Four charges equal in magnitude form a square

[abm77]

Homework Statement

Four charges equal in magnitude of 20.0 microC are placed on the four corners of a square with side length 0.180m. Determine the electric field at the centre of the square.

(-q) ---------- (+q)
l l
l l
l l
(+q)----------(+q)

1 --------------- 2

3-----------------4

Formatting messes up the square but you get the point.

Homework Equations

ɛ = kq / r
ɛ = delta V / r

The Attempt at a Solution

I tried just adding up the combinations of each charge after calculating ɛ = kq / r for each. I didn't feel confident this was the correct way to do it, but no answer or solution was given.

ɛ1 = k(-0.00002) / 0.180 = -1.00 x 10^6
ɛ2&3&4 = k(0.00002) / 0.180 = 1.00 x 10^6

ɛ_total = ɛ1 + ɛ2 + ɛ3 +ɛ4
= -1.0 x 10^6 + 3(1.0 x 10^6)
= 2.0 x 10^6

 

[Orodruin]

Please show your work in more detail. There is no way we can tell if you did it right or wrong based on your post.

 

[abm77]

Please show your work in more detail. There is no way we can tell if you did it right or wrong based on your post.

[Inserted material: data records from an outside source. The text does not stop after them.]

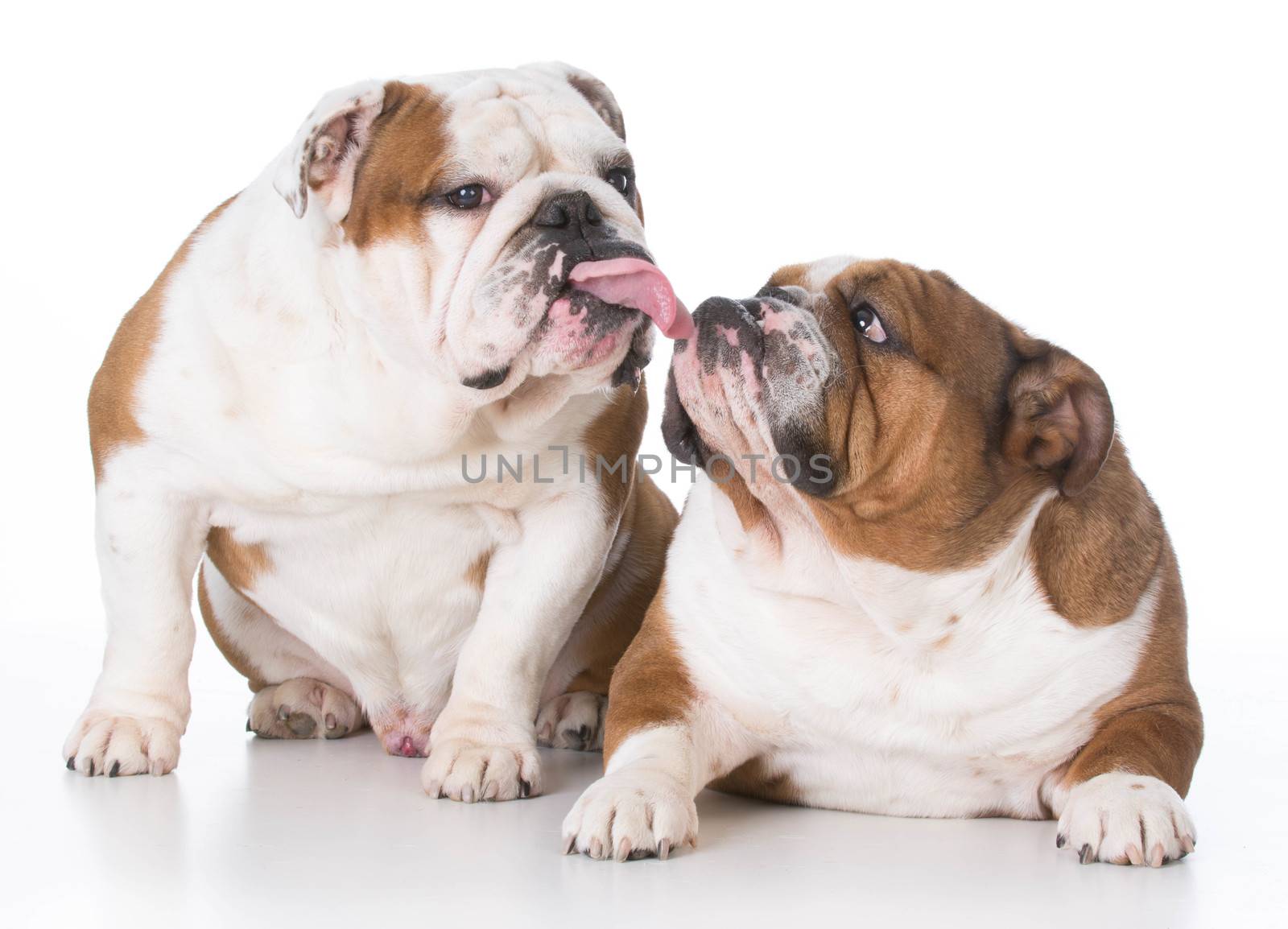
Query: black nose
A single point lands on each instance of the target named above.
(560, 210)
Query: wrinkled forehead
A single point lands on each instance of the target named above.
(813, 276)
(514, 122)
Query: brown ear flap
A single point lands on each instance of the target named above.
(601, 100)
(1060, 416)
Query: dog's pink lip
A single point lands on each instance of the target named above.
(639, 285)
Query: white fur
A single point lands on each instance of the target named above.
(836, 673)
(1126, 819)
(834, 663)
(304, 394)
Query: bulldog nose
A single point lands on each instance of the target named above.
(559, 210)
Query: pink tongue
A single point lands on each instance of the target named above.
(639, 285)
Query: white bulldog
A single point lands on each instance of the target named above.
(435, 274)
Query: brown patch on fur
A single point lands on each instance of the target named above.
(760, 780)
(790, 276)
(753, 514)
(399, 167)
(1154, 727)
(916, 424)
(113, 422)
(650, 686)
(1096, 553)
(476, 574)
(240, 564)
(602, 101)
(236, 656)
(617, 607)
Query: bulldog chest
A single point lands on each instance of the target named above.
(384, 590)
(959, 704)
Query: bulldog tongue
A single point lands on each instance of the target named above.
(639, 285)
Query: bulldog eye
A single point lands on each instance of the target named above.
(621, 180)
(469, 196)
(869, 324)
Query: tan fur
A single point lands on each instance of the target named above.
(240, 564)
(617, 606)
(1154, 725)
(944, 440)
(236, 656)
(113, 422)
(650, 686)
(399, 167)
(477, 572)
(615, 436)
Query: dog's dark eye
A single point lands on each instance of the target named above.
(869, 324)
(469, 196)
(621, 180)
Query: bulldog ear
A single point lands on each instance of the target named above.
(1060, 418)
(326, 148)
(596, 92)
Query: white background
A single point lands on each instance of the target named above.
(1112, 177)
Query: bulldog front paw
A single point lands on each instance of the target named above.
(303, 708)
(1126, 820)
(468, 770)
(573, 720)
(118, 745)
(631, 815)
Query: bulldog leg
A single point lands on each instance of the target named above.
(573, 718)
(1122, 795)
(1121, 798)
(298, 695)
(483, 744)
(663, 748)
(303, 708)
(147, 551)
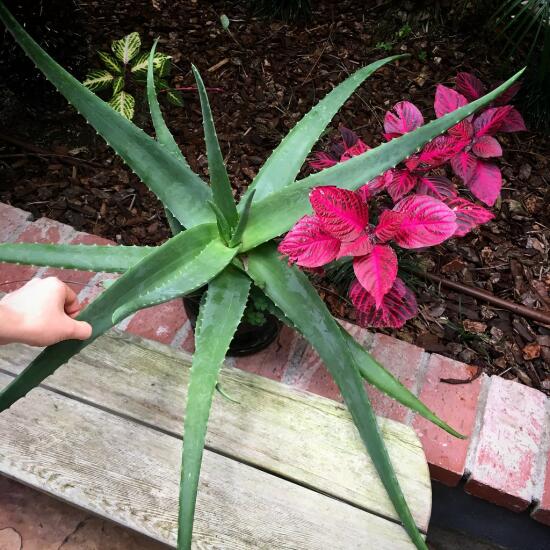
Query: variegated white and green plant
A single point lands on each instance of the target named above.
(127, 66)
(228, 247)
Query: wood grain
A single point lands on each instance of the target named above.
(129, 473)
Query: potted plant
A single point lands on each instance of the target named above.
(230, 248)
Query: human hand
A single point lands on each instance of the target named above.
(41, 313)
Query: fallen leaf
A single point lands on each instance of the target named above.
(531, 351)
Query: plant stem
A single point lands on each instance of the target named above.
(518, 309)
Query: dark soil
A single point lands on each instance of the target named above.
(271, 74)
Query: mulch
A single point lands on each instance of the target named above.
(271, 73)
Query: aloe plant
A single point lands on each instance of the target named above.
(227, 247)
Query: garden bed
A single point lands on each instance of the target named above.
(272, 73)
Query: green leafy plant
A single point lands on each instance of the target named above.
(525, 25)
(230, 248)
(125, 68)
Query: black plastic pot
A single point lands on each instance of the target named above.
(248, 339)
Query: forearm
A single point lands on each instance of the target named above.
(12, 326)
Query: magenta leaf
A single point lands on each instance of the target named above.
(494, 119)
(401, 183)
(463, 131)
(468, 215)
(397, 307)
(508, 95)
(322, 160)
(404, 117)
(435, 153)
(469, 86)
(513, 122)
(388, 225)
(485, 182)
(342, 213)
(308, 245)
(376, 271)
(426, 222)
(439, 187)
(447, 100)
(464, 165)
(487, 147)
(359, 247)
(374, 186)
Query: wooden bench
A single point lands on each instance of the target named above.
(282, 469)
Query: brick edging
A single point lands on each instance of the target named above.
(506, 458)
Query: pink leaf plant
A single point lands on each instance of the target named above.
(340, 227)
(474, 136)
(427, 209)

Updated my solution to show my full work.

 

[Orodruin]

First of all, the distance from the charges to the center is not 0.18 m.

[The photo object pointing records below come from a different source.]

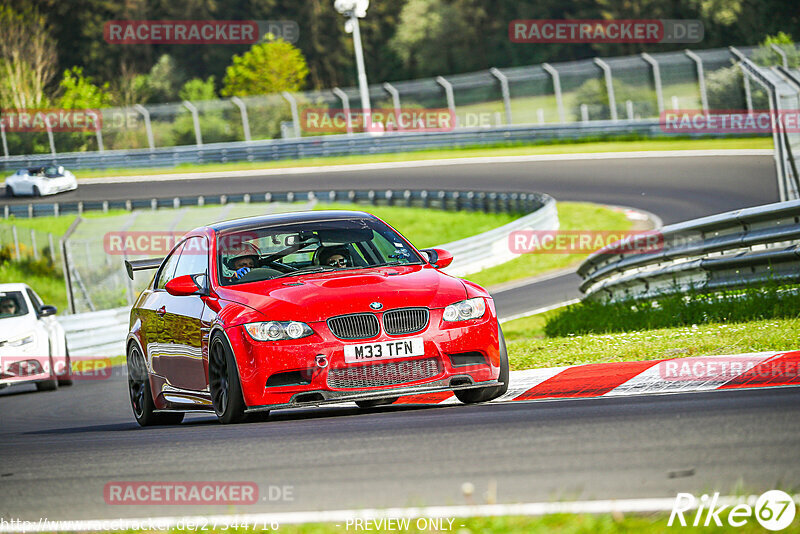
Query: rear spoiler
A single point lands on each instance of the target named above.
(142, 265)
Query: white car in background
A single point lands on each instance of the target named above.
(39, 181)
(33, 346)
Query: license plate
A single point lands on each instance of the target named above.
(384, 351)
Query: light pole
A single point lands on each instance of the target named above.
(353, 10)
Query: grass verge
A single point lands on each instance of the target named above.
(572, 216)
(549, 147)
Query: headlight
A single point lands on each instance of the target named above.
(20, 342)
(466, 309)
(277, 330)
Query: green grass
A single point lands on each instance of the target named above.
(529, 349)
(754, 303)
(550, 147)
(58, 226)
(572, 216)
(423, 227)
(561, 523)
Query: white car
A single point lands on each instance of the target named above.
(33, 346)
(39, 181)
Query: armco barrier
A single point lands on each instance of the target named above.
(102, 333)
(724, 251)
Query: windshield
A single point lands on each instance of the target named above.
(12, 304)
(295, 249)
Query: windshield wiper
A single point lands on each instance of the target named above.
(320, 269)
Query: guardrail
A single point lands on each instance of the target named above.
(329, 145)
(724, 251)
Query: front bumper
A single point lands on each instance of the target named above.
(259, 361)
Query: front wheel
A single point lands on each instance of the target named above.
(470, 396)
(142, 397)
(223, 382)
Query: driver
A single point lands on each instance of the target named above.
(8, 307)
(243, 260)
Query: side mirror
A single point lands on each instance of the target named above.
(47, 311)
(181, 286)
(438, 257)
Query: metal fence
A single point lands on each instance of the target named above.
(725, 251)
(632, 87)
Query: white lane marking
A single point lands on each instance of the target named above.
(422, 163)
(607, 506)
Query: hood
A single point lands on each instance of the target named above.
(317, 297)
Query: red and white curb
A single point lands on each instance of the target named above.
(622, 379)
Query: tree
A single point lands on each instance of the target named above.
(268, 67)
(27, 58)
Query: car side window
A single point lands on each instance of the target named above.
(194, 257)
(35, 300)
(167, 271)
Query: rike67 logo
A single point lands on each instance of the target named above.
(774, 510)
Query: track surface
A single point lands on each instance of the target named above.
(674, 188)
(59, 449)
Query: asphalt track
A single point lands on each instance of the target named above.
(59, 449)
(674, 188)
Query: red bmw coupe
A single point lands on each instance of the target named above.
(304, 309)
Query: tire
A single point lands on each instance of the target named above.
(51, 384)
(376, 402)
(223, 382)
(141, 395)
(65, 379)
(471, 396)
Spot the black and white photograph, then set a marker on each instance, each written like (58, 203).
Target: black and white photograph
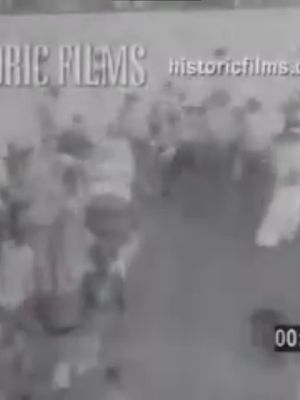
(149, 200)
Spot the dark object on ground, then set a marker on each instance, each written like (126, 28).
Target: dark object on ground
(61, 313)
(262, 324)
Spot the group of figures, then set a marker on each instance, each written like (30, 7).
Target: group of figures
(70, 204)
(68, 232)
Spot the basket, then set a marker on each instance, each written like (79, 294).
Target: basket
(61, 312)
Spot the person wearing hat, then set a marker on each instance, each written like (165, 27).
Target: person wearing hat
(111, 214)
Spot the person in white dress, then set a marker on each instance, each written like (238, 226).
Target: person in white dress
(112, 202)
(282, 218)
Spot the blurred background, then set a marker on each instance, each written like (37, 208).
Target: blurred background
(87, 6)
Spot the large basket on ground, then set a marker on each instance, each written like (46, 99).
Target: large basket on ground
(61, 312)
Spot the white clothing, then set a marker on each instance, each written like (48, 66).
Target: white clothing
(114, 171)
(282, 219)
(17, 275)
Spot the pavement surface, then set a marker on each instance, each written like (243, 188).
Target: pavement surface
(190, 292)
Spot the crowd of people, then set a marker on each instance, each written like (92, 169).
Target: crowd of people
(70, 202)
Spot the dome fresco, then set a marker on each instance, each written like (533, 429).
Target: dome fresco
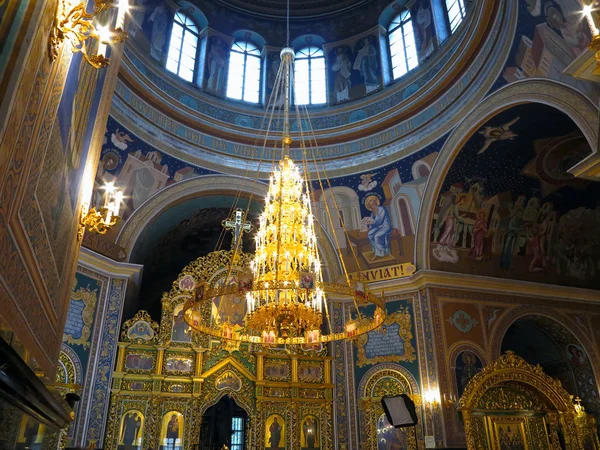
(458, 190)
(299, 9)
(205, 136)
(366, 110)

Second, the electric field is a vector. You cannot simply add the magnitudes of the fields from each charge. You need to add the field vectors as a vector addition, i.e., using both magnitude and direction.

 

[abm77]

First of all, the distance from the charges to the center is not 0.18 m.

Second, the electric field is a vector. You cannot simply add the magnitudes of the fields from each charge. You need to add the field vectors as a vector addition, i.e., using both magnitude and direction.

Right.

So I found the length to the centre from each corner to be 0.127m.

So if I were to add them as vectors would charge 2 and 3 cancel each other out, and I would be left to add charges 1 and 4 together since they are opposite charges?

 

[Orodruin]

Correct.

 

[abm77]

Correct.

Awesome thanks.

One last thing, is there a rule for determining which way the electric field vector is going? Like will it be towards 1 (-q) or 4 (+q)?

 

[Orodruin]

The field is pointing in the direction in which the force on a positive test charge at the given position would point. Thus, the field from a negative charge points towards it (the negative charge) and the field of a positive charge away from it (the positive charge).